Die 145.385 steuerzahlenden Haushalte, die unter € 500.000 aber über € 250.000 p.a. vor Steuer verfügen (leider liegen die Zahlen der Reichensteuerzahler nicht isoliert vor, so dass die betrachtete Gruppe hier größer ist), könnten bei Einkünften von € 48 Mrd. und aktuellen Steuern von € 16 Mrd., nochmal € 32 Mrd. locker machen. Nochmal € 34 pro Monat und Bundesbürger macht zusammen € 86.

Interessant für den Staat wird es in dieser Betrachtung erst bei den 1.167.519 Haushaltseinkünften zwischen 100.000 und 250.000 p.a. Rund € 160 Mrd. stehen bislang nur € 43 Mrd. Steuern gegenüber. Verbleiben € 117 Mrd. für die Totalenteignung und Versklavung, was immerhin nochmals € 120 oder in Summe dann € 200 Euro pro Monat und Bundesbürger entspricht.

Nachdem der bundesdeutsche Durchschnitt der Einkünfte bei € 41.597 p.a. pro Steuerfall liegt, dürften dabei auch schon eine nicht unerhebliche Anzahl an Doppelverdienerhaushalten mit einer Person am oder sogar unter dem Durchschnittseinkommen erfasst werden. Facharbeiter, Buchhalter, Gewerkschaftsfunktionäre und Ministerialbeamte. Ob das die selbst betroffenen Richter des BVerfG noch für verfassungsgemäß halten würden, darf zumindest bezweifelt werden. Ganz abgesehen von den vielen politischen Posten von Bürgermeister bis Abgeordneter.

Als Fazit bleibt, dass dieser Staat am Ende der Umverteilungsorgie angelangt ist. Selbst wenn jeder Haushalt, der über € 100.000 einnimmt total enteignet und/oder versklavt wird, ist aus den Deutschen nur das Äquivalent von € 200 Mrd. jährlich zusätzlich herauszuquetschen. Dabei ist es egal, ob die Enteignung durch Besteuerung der Erträge oder der Substanz oder durch direkte Enteignung der Substanz erfolgt.

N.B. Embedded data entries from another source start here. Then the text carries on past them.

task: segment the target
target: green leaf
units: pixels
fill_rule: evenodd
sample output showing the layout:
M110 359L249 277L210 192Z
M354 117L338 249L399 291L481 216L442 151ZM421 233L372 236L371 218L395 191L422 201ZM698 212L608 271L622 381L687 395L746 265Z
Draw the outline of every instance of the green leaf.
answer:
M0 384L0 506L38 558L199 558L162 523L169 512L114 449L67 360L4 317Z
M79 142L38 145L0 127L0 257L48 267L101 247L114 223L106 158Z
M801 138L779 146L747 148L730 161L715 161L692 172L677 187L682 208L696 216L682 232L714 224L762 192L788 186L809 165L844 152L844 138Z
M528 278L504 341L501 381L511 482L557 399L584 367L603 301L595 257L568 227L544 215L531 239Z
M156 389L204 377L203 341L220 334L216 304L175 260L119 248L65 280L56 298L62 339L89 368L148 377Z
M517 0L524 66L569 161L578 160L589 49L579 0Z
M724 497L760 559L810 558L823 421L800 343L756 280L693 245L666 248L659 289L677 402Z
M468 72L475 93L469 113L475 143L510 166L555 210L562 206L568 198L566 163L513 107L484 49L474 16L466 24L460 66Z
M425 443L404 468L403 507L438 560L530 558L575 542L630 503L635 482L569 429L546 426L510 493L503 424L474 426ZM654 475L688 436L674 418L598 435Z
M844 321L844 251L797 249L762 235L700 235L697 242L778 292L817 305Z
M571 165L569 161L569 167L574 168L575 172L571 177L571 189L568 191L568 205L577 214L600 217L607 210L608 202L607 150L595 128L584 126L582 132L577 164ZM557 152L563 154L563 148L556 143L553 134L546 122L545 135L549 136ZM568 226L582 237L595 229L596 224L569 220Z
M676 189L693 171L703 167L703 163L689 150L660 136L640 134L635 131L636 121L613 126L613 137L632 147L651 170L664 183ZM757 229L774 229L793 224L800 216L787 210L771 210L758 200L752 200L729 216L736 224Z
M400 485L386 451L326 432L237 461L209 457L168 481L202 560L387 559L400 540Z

Müsste man den mehr als 1.371.621 neuen „Sklaven“ pro Haushalt € 80.000 p.a. belassen, was in etwa dem netto nach Einkommensteuer in der Gehaltsklasse von € 100.000 p.a. entspricht, wären € 110 Mrd. schon wieder weg. Die Totalenteignung aller Einkünfte über € 100.000 würde daher maximal ein Äquivalent von € 90 Mrd. p.a. oder nur gut € 90 pro Monat für jeden Bundesbürger erbringen.

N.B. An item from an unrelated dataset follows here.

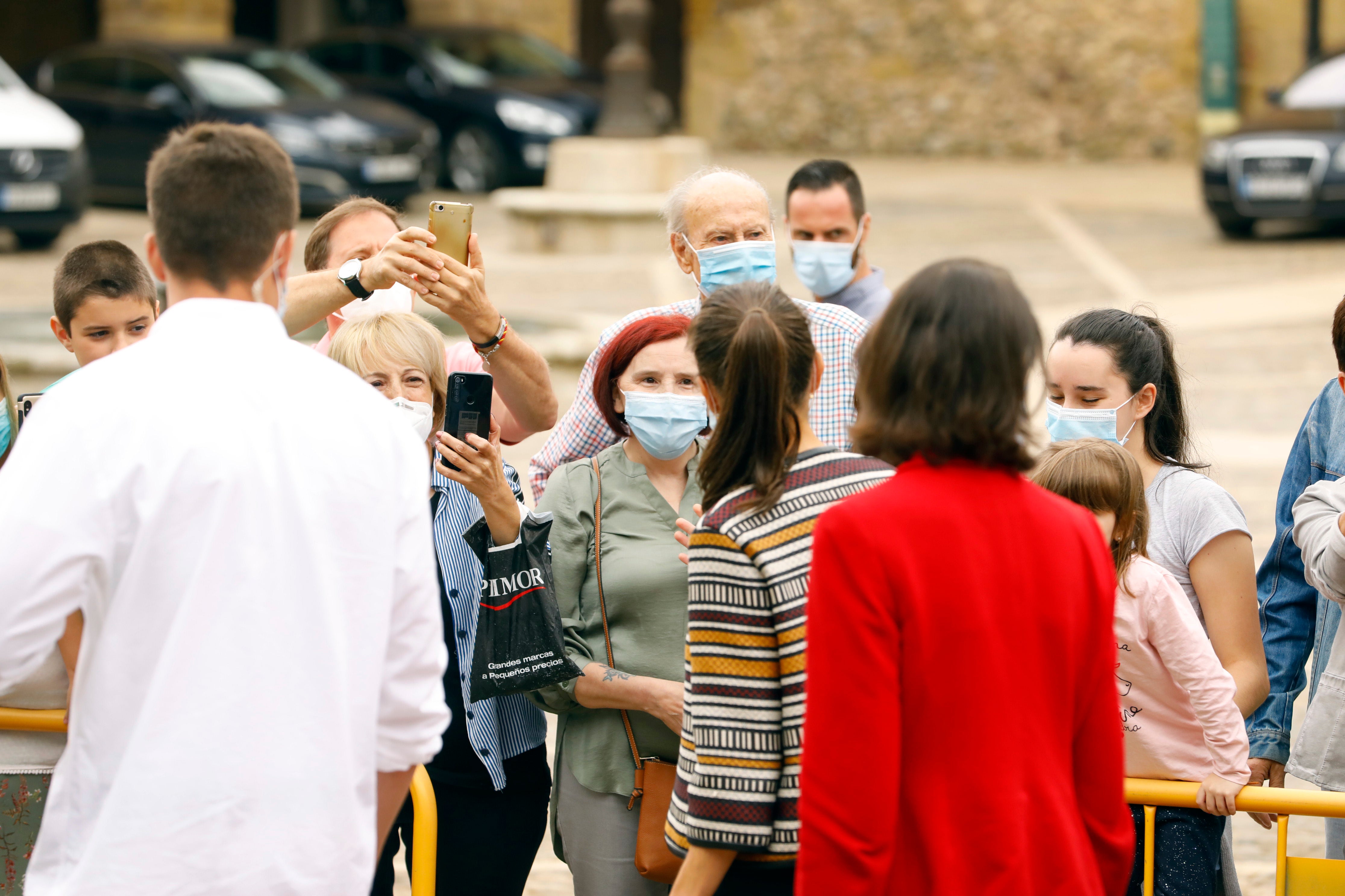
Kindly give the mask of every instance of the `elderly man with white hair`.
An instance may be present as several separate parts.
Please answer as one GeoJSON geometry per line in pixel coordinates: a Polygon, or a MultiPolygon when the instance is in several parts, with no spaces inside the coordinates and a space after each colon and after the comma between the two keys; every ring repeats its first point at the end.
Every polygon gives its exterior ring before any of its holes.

Selbst der gierige Blick auf die Vermögen der Geringverdiener hilft nicht weiter. Da von den rund € 800 Mrd. Einkünften der übrigen 25 Mio. steuerpflichtigen Haushalte, die unter € 100.000 p.a. Einkünfte haben, ca. 760 Mrd. Bruttolöhne sind, sind in dieser Gruppe, in der auch die meisten Rentner sein dürften, nur geringe Vermögen zu vermuten. Im Schnitt werden aus Vermögen pro Jahr in dieser Klasse nur € 1.600 erzielt.

Dies bedeutet, dass die wesentlichen Vermögen auf diejenigen entfallen, die über € 100.000 p.a. erreichen. Was zu dem Schluss führt, dass auch die totale Enteignung dieses Vermögens maximal ein Äquivalent von € 90 Mrd. Euro pro Jahr an zusätzlichen Einnahmen möglich macht. Nur dann natürlich, wenn die Enteigneten die Bewirtschaftung kostenlos weiter übernehmen. Unabhängig davon, dass es niemanden mehr gäbe, der die horrenden Häuserpreise für Seegrundstücke oder Unternehmen noch zahlen könnte. An wen soll der Staat dann sein Diebesgut verkaufen?

Wenn sich die betroffenen Bürger daraufhin aber weigern, länger zu arbeiten, als es für die € 100.000 p.a. erforderlich ist, von denen sie maximal noch etwas behalten dürfen, sieht es düster für den Sklavenhalter aus. Der Bruttolohn dieser Gruppe beträgt laut Lohnsteuerstatistik ca. € 90 Mrd. Dies sind die Bruttolöhne, die bei Arbeitsverweigerung dieser Gruppe nicht mehr erarbeitet werden. Diese Summe fehlt dann zur Gänze, war sie in der bisherigen Berechnung doch zu 100% Steuer.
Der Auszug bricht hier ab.